Does that put these systems at higher risk?

This is the question raised by recent research from Politecnico di Milano university and Trend Micro (my employer). Researchers from both organizations looked into the state of cybersecurity for connected industrial devices (IIoT).

IIoT cybersecurity

Mission-critical systems rely primarily on three things: physical safety, reliability, and accuracy.

In the case of industrial robots, they cannot harm the humans working around them, they need to work reliably, and they cannot make a mistake in their work. These robots build cars and planes, and they manufacture and package food products and medicines. There is zero margin for error.

Today, though, industrial robots, once purely isolated systems, are being connected to internal networks and, inevitably, the Internet.

Given the massive number of cybersecurity issues seen with systems connected to the Internet (WannaCry is a perfect if unfortunate example), it’s not surprising that industrial robots have very real cybersecurity challenges.

Open communications, memory exploits, insecure architectures, and other security gaps were found in IIoT devices. The mission-critical development workflow makes fixing these issues quickly a challenge. With advancements in attack methods, that delay increases the risk to these systems well beyond safety limits.

It should be noted that ABB, which manufactured the robot that was compromised in a case study in the report, responded extremely quickly when notified about the results of the research. It worked with the researchers to ensure the issue was addressed, and it made a patch available to its customers. 

But can the CI/CD pipeline help reduce the risk to mission-critical systems?

The CI/CD difference

Nothing has sped up development workflows more than the advancement of CI/CD systems. The idea is simple: By automating the entire pipeline from code commitment through deployment, innovation can happen faster.

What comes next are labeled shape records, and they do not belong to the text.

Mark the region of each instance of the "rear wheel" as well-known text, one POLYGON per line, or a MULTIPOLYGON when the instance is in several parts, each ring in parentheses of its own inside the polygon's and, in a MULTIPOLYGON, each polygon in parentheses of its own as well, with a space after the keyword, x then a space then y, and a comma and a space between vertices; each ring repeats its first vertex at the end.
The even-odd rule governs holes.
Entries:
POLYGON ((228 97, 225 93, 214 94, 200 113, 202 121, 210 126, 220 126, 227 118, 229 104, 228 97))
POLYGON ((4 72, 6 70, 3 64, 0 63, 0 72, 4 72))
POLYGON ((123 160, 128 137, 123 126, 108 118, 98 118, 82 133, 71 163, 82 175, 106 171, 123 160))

To make these pipelines work, developers have started to push smaller and smaller incremental changes to their software. This makes it easier to spot problems and reduces the overall risk to these systems.

Testing is the key stage in any CI/CD pipeline. For most software, this means setting up mock objects and other simulations in order to isolate tests and segments of code. That is the main challenge in applying CI/CD to mission-critical systems.

Simulations only provide some of the needed assurance. At some point the code will have to run on the physical device. But as interesting (and fun) as it would be to have an airplane or MRI machine in the development team’s space, it is cost-prohibitive and won’t scale. 

Compartmentalizing both the code and physical systems will let developers improve testing and integrate those tests into a CI/CD pipeline. Looking at industrial robots as an example, you can test the actuators and the grip attachments without the entire arm assembly.

Physical test harness should be the last stage in a CI/CD pipeline for these systems, and only some of the tests (such as pre-deployment) should use them. This allows the team to write code in a highly iterative manner but to ship it only after the high level of assurance has been met.

That balances the speed required to react to today’s environment with the assurances needed for mission-critical systems. A smart approach to this problem will ensure that code exiting the pipeline is valid and of high quality.

Cultural change is needed

Significant technical hurdles are slowing the adoption of CI/CD pipelines in mission-critical systems. Those challenges will take time given the lifecycle of these systems.

Of more concern is the cultural shift required to adopt these development methods. Mission-critical systems have to be resilient and continually change to match their operating environment. That environment has now changed. 

Connectivity means that the growing number of cyberthreats can impact these systems. This is driving a requirement for rapid updates that can only be addressed by moving to newer techniques such as CI/CD pipelines.